Тем временем наступила зима, зима глубокая и тяжелая, обильная снегопадами. В пять уже темнело, густо-синие сумерки навевали какие-то томные воспоминания. В один из таких вечеров, когда за окнами валил снег, Ингрид, посреди болтовни, вдруг смолкла. Они молчали долго, потом девушка легла на постель, отогнула подол платья и сказала Виктору: «Иди ко мне». И Виктор, такой же перепуганный, как тогда, снова увидел пурпурный, сквозь узкую щель, свет, как будто вся внутренность девичьего тела была из плавленого пурпура. «Помнишь? — прошептала Ингрид. — Теперь давай ты». Десятки бумажных чертиков, полупрозрачных от слабого света ночника, выстроенных по росту на маленьком круглом столике, с любопытством таращились на постель, где лежали в объятии два нагих тела.

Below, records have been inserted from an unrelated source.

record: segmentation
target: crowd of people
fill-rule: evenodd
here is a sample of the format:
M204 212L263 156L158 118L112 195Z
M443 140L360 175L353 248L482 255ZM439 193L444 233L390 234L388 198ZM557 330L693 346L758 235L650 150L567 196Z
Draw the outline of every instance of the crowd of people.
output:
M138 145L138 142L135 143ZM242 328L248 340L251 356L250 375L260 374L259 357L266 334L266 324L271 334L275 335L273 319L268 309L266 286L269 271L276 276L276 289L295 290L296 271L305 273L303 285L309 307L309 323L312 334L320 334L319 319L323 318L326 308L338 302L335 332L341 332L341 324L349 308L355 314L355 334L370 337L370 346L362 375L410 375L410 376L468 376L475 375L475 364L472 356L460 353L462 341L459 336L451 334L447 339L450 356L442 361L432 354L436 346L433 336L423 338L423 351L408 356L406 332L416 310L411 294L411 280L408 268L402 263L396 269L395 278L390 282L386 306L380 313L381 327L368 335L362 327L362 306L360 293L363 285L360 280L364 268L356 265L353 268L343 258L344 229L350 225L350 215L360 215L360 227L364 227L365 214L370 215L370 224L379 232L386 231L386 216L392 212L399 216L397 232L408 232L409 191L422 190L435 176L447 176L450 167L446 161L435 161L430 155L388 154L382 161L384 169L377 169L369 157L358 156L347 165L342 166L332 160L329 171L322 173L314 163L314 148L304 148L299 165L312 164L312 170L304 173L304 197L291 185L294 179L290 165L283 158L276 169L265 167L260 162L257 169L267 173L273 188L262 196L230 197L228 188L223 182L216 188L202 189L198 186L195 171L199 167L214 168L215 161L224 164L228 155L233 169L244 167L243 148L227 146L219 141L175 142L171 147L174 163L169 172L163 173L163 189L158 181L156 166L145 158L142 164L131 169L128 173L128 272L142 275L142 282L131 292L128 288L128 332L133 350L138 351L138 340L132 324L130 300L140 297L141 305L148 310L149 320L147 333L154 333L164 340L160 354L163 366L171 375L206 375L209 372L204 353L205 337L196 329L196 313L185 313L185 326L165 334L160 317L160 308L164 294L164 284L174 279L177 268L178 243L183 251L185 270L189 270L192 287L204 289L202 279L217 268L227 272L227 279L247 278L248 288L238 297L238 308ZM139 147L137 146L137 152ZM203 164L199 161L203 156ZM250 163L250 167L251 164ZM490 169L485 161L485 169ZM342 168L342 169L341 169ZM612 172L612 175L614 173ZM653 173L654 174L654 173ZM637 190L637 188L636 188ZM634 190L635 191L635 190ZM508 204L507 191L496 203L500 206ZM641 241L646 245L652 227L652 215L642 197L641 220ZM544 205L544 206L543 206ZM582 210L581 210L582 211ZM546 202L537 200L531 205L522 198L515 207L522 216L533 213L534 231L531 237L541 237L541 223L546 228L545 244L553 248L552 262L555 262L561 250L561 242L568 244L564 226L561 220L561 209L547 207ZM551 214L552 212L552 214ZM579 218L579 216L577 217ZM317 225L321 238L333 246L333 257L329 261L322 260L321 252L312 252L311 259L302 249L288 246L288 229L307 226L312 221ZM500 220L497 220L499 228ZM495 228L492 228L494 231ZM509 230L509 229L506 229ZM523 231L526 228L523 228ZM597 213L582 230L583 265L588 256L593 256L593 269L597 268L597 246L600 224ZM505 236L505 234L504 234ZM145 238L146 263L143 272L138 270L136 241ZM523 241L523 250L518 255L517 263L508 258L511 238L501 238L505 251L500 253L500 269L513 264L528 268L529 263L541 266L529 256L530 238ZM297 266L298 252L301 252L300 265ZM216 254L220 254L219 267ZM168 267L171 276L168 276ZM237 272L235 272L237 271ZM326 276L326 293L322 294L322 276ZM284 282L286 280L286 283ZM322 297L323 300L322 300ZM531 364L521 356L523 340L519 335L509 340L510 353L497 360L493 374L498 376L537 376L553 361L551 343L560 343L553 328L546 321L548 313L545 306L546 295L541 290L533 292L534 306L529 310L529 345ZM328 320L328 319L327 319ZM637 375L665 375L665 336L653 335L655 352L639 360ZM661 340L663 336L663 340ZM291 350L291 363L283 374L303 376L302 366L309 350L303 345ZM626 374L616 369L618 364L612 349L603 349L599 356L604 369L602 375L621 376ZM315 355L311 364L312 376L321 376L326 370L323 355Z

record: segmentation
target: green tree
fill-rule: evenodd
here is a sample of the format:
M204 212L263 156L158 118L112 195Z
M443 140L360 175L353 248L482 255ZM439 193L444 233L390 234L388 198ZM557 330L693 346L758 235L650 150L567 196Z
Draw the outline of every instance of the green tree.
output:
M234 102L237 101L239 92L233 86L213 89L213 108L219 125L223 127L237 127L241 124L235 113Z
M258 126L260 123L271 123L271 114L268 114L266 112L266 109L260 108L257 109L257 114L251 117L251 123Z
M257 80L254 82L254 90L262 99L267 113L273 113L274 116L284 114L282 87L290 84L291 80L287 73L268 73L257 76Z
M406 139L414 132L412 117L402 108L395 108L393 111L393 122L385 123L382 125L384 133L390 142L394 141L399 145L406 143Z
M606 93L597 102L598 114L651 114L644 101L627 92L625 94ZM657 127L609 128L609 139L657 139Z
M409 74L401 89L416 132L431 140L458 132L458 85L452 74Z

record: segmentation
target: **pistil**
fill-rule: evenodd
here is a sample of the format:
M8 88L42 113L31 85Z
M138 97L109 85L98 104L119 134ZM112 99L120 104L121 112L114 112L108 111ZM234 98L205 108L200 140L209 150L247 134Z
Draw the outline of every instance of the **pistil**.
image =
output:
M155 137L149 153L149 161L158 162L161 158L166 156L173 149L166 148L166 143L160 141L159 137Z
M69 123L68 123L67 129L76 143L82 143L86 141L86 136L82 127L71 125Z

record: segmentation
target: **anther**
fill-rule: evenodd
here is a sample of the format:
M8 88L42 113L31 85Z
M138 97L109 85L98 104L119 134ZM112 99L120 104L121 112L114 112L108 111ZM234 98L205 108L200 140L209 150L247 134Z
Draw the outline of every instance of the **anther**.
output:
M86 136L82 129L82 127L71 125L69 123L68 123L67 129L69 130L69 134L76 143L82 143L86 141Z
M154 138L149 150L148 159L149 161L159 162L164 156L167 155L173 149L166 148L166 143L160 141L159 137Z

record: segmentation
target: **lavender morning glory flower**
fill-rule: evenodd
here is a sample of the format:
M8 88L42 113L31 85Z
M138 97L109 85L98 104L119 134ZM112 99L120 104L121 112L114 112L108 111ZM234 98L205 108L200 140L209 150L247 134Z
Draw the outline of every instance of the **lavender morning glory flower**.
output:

Виктор и Ингрид стали с тех пор «официальной» парой. На переменках они встречались в коридоре, у батареи, и брались за руки, не думая о том, что скажут другие. По дороге домой вместе встречали метель. Искали маленькие площади, защищенные от ветра, где снег тихо шел в свете одинокого фонаря. Отчаянно целовались, прислонясь к фасаду какого-нибудь старого дома, забирались в темные подъезды и, расстегивая тяжелые пальто, снова осязали пальцами, проникавшими под слои одежды, горячую кожу, по которой так тосковали, влажность и негу, и сокровенность отроческих тел. Во всю зиму у них больше не случилось оказии побыть вместе: тетушки (как и фарфоровые вещицы) в доме Ингрид как будто бы множились с недели на неделю.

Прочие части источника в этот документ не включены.